Clifford began as the tiniest of puppies, a puppy as small as our four-six week old kitten—or smaller. Love and the prayer of a little girl make him grow larger than the largest dog in two days. I love the sass of Emily Elizabeth at the end: “Tell me again how you got your dog.”

I have vague memories of enjoying the books about Clifford the puppy more than the books about Clifford the dog but only I think at the time because he was a puppy and cuter by default. Plus, he was small like me.

Reading this and the original Clifford story back-to-back, I realize that there is much more story and much more personality here than there was in that first book. Whether that’s true of all of the books in the puppy series, I don’t now feel qualified to say.

****

I’m Going to Give You a Bear Hug! by Caroline B. Cooney and illustrated by Tim Warnes. Zonderkidz-Zondervan, 2016.

I am very pleased with this book. It is sweet without being cloying and poetic, creative, and clever without indulging in florid vocabulary. In the rhyming text, the narrator (or mother) insists that she is going to give the listener (or child) the hug of an animal and then describes the hug using phrases that are associated with that animal, making the incomprehensible hug suddenly vivid: example: “I’m going to give you a dog hug. A knock over chairs, Chase up the stairs, And sleep like a log hug.” The illustrations are fairly simple, but small details enliven the story. Each animal sports in some small way the yellow, red polka-dotted pattern of the mother’s dress. (I say mother, but it could be any older woman.) The child’s teddy bear is also in each illustration, alive and independently active.

****

Nanette’s Baguette by Mo Willems. Hyperion-Disney, 2016. Intended audience: Ages 3-5.

Willems loses points here for portraying as frogs his characters with French names on a quest for a baguette. That was unnecessary and not very nice, Mo. This book could otherwise have been perhaps a five-star book for me. I enjoyed the story of the young girl given a responsibility by her mother, but falling into temptation, fearing her mother’s wrath, that fear proving unfounded because her mother is understanding, and then her mother falling into the same temptation when she goes with the girl to complete the task. I like the tongue-twister nature of the text, which got kids and parents laughing. I liked the bright colors and creative layout.

****

 

How Do Dinosaurs Choose Their Pets? by Jane Yolen and illustrated by Mark Teague. Blue Sky-Scholastic, 2016. Intended audience: Ages 3-5, Grades PreK-K.

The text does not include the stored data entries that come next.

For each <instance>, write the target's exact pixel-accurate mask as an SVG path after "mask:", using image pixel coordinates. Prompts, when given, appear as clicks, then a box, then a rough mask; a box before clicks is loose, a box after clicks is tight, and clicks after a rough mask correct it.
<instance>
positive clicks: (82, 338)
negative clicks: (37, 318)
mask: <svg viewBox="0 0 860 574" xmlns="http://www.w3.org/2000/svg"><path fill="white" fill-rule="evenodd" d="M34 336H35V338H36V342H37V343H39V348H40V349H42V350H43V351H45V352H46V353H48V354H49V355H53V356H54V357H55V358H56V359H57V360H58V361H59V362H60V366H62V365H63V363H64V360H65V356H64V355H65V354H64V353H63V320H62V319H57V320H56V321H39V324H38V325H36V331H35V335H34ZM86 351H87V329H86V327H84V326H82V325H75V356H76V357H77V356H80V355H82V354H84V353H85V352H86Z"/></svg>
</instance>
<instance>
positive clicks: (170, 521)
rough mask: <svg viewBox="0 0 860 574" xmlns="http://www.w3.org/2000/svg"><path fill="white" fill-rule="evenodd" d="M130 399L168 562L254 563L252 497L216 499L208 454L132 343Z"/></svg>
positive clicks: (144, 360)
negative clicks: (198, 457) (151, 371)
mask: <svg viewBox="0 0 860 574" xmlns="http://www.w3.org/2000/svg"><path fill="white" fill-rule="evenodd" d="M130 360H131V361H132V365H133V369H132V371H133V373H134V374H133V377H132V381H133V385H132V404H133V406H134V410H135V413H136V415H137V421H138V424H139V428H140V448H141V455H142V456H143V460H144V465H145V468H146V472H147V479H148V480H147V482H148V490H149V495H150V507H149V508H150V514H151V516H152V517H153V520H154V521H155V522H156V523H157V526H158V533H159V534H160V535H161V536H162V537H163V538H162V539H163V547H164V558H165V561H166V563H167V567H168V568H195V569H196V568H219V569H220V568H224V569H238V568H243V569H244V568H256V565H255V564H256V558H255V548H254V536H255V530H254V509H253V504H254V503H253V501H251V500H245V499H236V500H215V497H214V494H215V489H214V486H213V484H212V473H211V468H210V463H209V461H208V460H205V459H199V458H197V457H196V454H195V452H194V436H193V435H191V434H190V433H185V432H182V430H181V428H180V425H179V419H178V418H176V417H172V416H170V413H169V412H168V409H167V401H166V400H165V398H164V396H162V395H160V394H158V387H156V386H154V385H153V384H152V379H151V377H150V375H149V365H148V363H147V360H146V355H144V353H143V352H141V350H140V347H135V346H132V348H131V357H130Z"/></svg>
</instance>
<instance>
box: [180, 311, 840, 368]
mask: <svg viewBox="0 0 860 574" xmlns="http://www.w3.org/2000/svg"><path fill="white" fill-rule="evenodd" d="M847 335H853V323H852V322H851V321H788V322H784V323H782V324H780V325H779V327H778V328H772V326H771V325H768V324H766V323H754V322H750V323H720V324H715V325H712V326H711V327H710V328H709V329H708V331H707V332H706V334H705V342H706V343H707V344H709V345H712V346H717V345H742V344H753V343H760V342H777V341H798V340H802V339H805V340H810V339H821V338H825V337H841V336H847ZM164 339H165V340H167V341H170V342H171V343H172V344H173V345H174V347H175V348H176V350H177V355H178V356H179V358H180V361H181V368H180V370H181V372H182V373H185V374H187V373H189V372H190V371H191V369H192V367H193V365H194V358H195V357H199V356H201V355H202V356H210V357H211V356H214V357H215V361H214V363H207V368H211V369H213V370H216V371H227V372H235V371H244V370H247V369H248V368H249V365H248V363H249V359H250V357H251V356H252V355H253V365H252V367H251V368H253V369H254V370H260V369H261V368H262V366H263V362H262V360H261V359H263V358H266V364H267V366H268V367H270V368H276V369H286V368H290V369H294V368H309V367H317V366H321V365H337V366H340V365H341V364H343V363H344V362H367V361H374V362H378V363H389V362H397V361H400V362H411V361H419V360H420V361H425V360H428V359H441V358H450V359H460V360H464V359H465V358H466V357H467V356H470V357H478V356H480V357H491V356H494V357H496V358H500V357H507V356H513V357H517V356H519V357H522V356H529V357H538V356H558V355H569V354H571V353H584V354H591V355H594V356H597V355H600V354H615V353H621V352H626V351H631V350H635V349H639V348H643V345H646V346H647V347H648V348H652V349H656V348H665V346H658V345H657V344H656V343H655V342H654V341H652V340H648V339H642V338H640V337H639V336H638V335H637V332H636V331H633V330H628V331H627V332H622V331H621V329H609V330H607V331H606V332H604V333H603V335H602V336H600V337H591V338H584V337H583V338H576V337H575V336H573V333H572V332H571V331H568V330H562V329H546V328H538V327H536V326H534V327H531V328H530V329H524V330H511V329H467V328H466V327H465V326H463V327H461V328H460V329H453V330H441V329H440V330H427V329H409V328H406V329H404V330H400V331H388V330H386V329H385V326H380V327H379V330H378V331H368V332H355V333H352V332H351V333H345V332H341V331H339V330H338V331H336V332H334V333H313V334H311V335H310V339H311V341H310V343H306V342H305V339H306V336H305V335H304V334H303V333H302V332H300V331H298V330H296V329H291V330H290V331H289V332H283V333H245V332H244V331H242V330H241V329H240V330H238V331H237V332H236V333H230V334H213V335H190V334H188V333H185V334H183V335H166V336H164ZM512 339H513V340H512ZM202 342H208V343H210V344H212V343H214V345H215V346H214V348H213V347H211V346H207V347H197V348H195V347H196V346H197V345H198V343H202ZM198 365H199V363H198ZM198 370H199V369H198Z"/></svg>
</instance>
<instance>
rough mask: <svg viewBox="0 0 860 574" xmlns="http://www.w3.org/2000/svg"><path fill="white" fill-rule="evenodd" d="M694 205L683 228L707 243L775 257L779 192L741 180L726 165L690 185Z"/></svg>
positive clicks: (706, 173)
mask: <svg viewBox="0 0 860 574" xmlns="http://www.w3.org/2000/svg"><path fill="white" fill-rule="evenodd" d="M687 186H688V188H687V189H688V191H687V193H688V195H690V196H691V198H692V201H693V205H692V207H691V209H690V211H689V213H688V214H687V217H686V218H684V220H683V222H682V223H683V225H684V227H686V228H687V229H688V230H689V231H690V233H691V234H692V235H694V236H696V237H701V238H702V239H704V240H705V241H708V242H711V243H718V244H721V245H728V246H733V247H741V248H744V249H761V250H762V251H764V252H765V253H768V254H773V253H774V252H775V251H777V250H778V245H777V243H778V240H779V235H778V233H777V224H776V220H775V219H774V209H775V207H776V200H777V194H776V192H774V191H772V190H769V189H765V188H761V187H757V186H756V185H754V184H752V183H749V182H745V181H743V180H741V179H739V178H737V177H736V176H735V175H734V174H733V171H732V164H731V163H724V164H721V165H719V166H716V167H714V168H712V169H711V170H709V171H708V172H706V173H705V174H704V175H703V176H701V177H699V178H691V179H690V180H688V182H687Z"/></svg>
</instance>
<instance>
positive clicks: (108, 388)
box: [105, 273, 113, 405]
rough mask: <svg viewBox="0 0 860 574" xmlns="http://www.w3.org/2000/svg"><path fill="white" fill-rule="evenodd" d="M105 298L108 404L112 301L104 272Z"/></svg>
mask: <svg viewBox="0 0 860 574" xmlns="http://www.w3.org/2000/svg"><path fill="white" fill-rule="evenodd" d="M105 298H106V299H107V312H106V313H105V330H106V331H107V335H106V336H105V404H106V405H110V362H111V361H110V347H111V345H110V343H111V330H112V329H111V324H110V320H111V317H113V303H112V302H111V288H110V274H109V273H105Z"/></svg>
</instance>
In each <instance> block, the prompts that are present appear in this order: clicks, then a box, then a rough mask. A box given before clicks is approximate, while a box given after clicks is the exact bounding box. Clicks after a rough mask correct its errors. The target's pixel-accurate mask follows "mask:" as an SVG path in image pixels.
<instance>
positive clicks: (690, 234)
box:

As always, I love that this team always includes male and female dinosaurs without attributing male and female characteristics to the dinosaurs and also always appreciate the inclusion of people of color. This is a fun animal primer too. The beginning of the book questions whether a dinosaur goes and picks out outlandish pets—tigers, elephants, dragons, sharks—but concludes that the dinosaur of course chooses something small and harmless and tractable from a shelter, store, or farm—a dog, kitten, bunny, hamster…. This would be a fun book to share for sure when a family is trying to decide whom or what to adopt. Pair this with Seuss’ What Pet Should I Get? The two are similar enough, but one includes dinosaurs, and one focuses on the difficulty of the decision. Both celebrate the wealth of good choices to be made. Teague’s illustrations are more colorful for sure, and more detailed.

***

These reviews are not endorsed by any of the authors or publishers or anyone else involved in the making of these books.  They are independent, honest reviews by a reader.